At the end of the piece, Reverend Alban rose and approached the lectern again. He placed his fingertips together. “I didn’t know Mrs. Whitshank,” he said, “and therefore I don’t have the memories that the rest of you have. But it has occurred to me, on occasion, that our memories of our loved ones might not be the point. Maybe the point is their memories—all that they take away with them. What if heaven is just a vast consciousness that the dead return to? And their assignment is to report on the experiences they collected during their time on earth. The hardware store their father owned with the cat asleep on the grass seed, and the friend they used to laugh with till the tears streamed down their cheeks, and the Saturdays when their grandchildren sat next to them gluing Popsicle sticks. The spring mornings they woke up to a million birds singing their hearts out, and the summer afternoons with the swim towels hung over the porch rail, and the October air that smelled like wood smoke and apple cider, and the warm yellow windows of home when they came in on a snowy night. ‘That’s what my experience has been,’ they say, and it gets folded in with the others—one more report on what living felt like. What it was like to be alive.”

 

Then he raised his arms and said, “Page two thirty-nine in your hymnals: ‘Shall We Gather at the River?,’ ” and everybody stood up.

 

“I don’t understand,” Red said to Amanda, under cover of the music. “Where did he say she went?”

 

“To a vast consciousness,” Amanda told him.

 

“Well, that does sound like something your mother might do,” he said. “But I don’t know; I was hoping for someplace more concrete.”

 

Amanda patted his hand, and then she pointed to the next line in the hymn book.

 

Ree Bascomb had warned them earlier that people would surely show up at the house right after the service.
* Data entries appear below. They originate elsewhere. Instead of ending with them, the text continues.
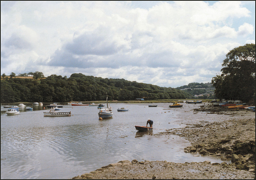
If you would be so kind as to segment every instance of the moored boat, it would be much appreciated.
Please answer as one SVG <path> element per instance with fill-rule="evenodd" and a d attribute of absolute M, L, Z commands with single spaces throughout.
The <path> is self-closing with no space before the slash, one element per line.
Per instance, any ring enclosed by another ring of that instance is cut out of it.
<path fill-rule="evenodd" d="M 104 105 L 103 104 L 99 104 L 99 106 L 98 106 L 97 108 L 98 109 L 103 109 L 104 107 L 105 107 L 105 105 Z"/>
<path fill-rule="evenodd" d="M 157 107 L 157 105 L 148 105 L 148 107 Z"/>
<path fill-rule="evenodd" d="M 234 105 L 234 106 L 228 106 L 228 109 L 230 109 L 230 108 L 239 108 L 240 107 L 242 106 L 244 104 L 245 104 L 245 103 L 237 104 L 236 104 L 236 105 Z"/>
<path fill-rule="evenodd" d="M 18 105 L 19 107 L 25 107 L 26 106 L 26 105 L 24 105 L 24 104 L 21 103 L 20 104 L 19 104 Z"/>
<path fill-rule="evenodd" d="M 49 112 L 44 112 L 44 116 L 70 116 L 71 112 L 56 112 L 53 109 L 51 109 Z"/>
<path fill-rule="evenodd" d="M 174 102 L 173 104 L 169 106 L 169 108 L 182 108 L 183 106 L 183 104 L 178 103 L 177 102 Z"/>
<path fill-rule="evenodd" d="M 124 111 L 128 111 L 128 109 L 126 109 L 125 108 L 118 108 L 117 109 L 117 111 L 118 112 L 123 112 Z"/>
<path fill-rule="evenodd" d="M 71 104 L 72 106 L 89 106 L 89 104 L 83 104 L 82 102 L 72 102 Z"/>
<path fill-rule="evenodd" d="M 33 108 L 31 108 L 30 106 L 27 106 L 26 108 L 26 110 L 27 111 L 31 111 L 33 110 Z"/>
<path fill-rule="evenodd" d="M 90 104 L 89 104 L 89 106 L 98 106 L 98 105 L 99 104 L 95 104 L 94 102 L 93 102 L 92 103 L 91 103 Z"/>
<path fill-rule="evenodd" d="M 60 110 L 61 108 L 60 108 L 58 106 L 54 106 L 52 109 L 54 109 L 55 111 L 58 111 Z"/>
<path fill-rule="evenodd" d="M 186 103 L 188 104 L 200 104 L 202 103 L 202 101 L 186 101 Z"/>
<path fill-rule="evenodd" d="M 135 126 L 135 128 L 139 131 L 146 132 L 148 131 L 152 131 L 153 130 L 153 128 L 146 126 Z"/>
<path fill-rule="evenodd" d="M 112 117 L 113 112 L 110 112 L 109 110 L 106 108 L 101 109 L 100 110 L 98 115 L 99 118 L 106 119 Z"/>
<path fill-rule="evenodd" d="M 58 106 L 59 108 L 62 108 L 63 105 L 60 105 L 59 102 L 54 102 L 53 104 L 51 104 L 49 105 L 46 106 L 48 108 L 52 108 L 54 106 Z"/>
<path fill-rule="evenodd" d="M 8 115 L 13 115 L 19 114 L 20 111 L 16 108 L 9 108 L 5 113 Z"/>

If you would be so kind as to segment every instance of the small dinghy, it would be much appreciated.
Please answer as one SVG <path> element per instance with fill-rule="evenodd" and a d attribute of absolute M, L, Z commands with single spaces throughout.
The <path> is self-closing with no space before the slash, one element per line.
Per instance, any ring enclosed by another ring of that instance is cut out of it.
<path fill-rule="evenodd" d="M 153 128 L 146 126 L 135 126 L 135 128 L 139 131 L 146 132 L 152 131 L 153 130 Z"/>

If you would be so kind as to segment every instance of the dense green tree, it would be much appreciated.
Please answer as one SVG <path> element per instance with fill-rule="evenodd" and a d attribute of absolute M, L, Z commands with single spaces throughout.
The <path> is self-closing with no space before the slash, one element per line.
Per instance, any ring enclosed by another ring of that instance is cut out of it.
<path fill-rule="evenodd" d="M 4 79 L 4 78 L 5 78 L 6 77 L 6 75 L 5 75 L 5 74 L 3 73 L 3 74 L 2 75 L 2 76 L 3 77 L 3 78 Z"/>
<path fill-rule="evenodd" d="M 221 75 L 212 80 L 218 98 L 255 103 L 255 57 L 253 44 L 236 48 L 226 54 Z"/>
<path fill-rule="evenodd" d="M 16 76 L 16 74 L 14 72 L 12 72 L 10 75 L 10 78 L 15 78 Z"/>

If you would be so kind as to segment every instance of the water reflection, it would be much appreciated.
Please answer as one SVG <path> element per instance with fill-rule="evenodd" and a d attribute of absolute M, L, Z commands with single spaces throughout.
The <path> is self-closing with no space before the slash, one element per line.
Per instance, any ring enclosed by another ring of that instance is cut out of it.
<path fill-rule="evenodd" d="M 143 136 L 148 135 L 153 135 L 153 131 L 146 131 L 146 132 L 140 132 L 138 131 L 136 132 L 136 134 L 135 135 L 135 138 L 140 138 Z"/>

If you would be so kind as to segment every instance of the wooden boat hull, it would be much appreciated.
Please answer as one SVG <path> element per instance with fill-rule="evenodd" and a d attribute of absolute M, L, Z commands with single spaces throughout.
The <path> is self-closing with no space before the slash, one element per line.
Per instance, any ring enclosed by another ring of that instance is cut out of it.
<path fill-rule="evenodd" d="M 202 101 L 194 101 L 194 102 L 186 101 L 186 102 L 188 104 L 200 104 L 202 103 Z"/>
<path fill-rule="evenodd" d="M 123 112 L 124 111 L 128 111 L 128 109 L 118 109 L 117 111 L 118 112 Z"/>
<path fill-rule="evenodd" d="M 182 108 L 183 106 L 183 105 L 170 105 L 169 108 Z"/>
<path fill-rule="evenodd" d="M 148 131 L 152 131 L 153 130 L 153 128 L 150 127 L 141 126 L 135 126 L 135 128 L 139 131 L 146 132 Z"/>
<path fill-rule="evenodd" d="M 108 118 L 112 118 L 113 116 L 113 112 L 110 113 L 104 113 L 104 112 L 99 112 L 98 113 L 99 116 L 99 118 L 101 118 L 102 119 L 107 119 Z"/>
<path fill-rule="evenodd" d="M 89 104 L 72 104 L 71 106 L 89 106 Z"/>

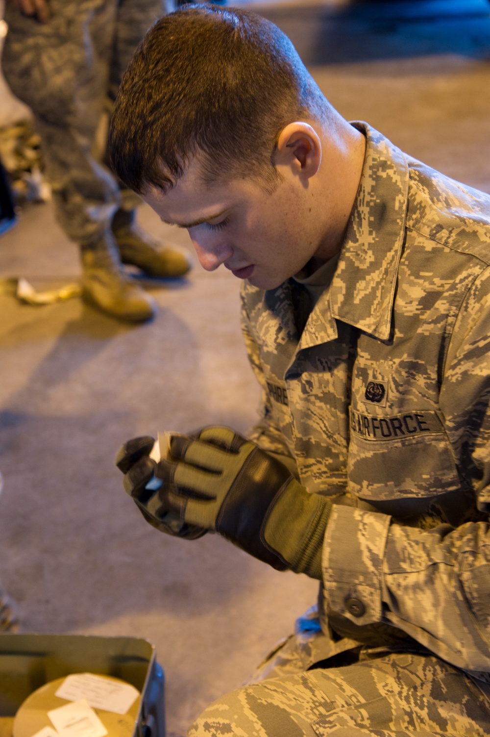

Whether or not they were invited, she said, there they’d be, expecting food and drink. So at least the family was prepared when the first caller rang the doorbell. Without so much as a pause to catch their breaths, they were back to murmuring thank-yous and accepting hugs and allowing their hands to be clasped. Ree’s maid offered trays of little sandwiches delivered that morning by the caterer. A trio of Middle Eastern men, more formally dressed than Abby’s own sons, watched in shocked silence as Stem’s three boys chased each other around the legs of the grown-ups, and a tiny old woman whom nobody knew asked several people whether there were any of those biscuits that Abby used to make.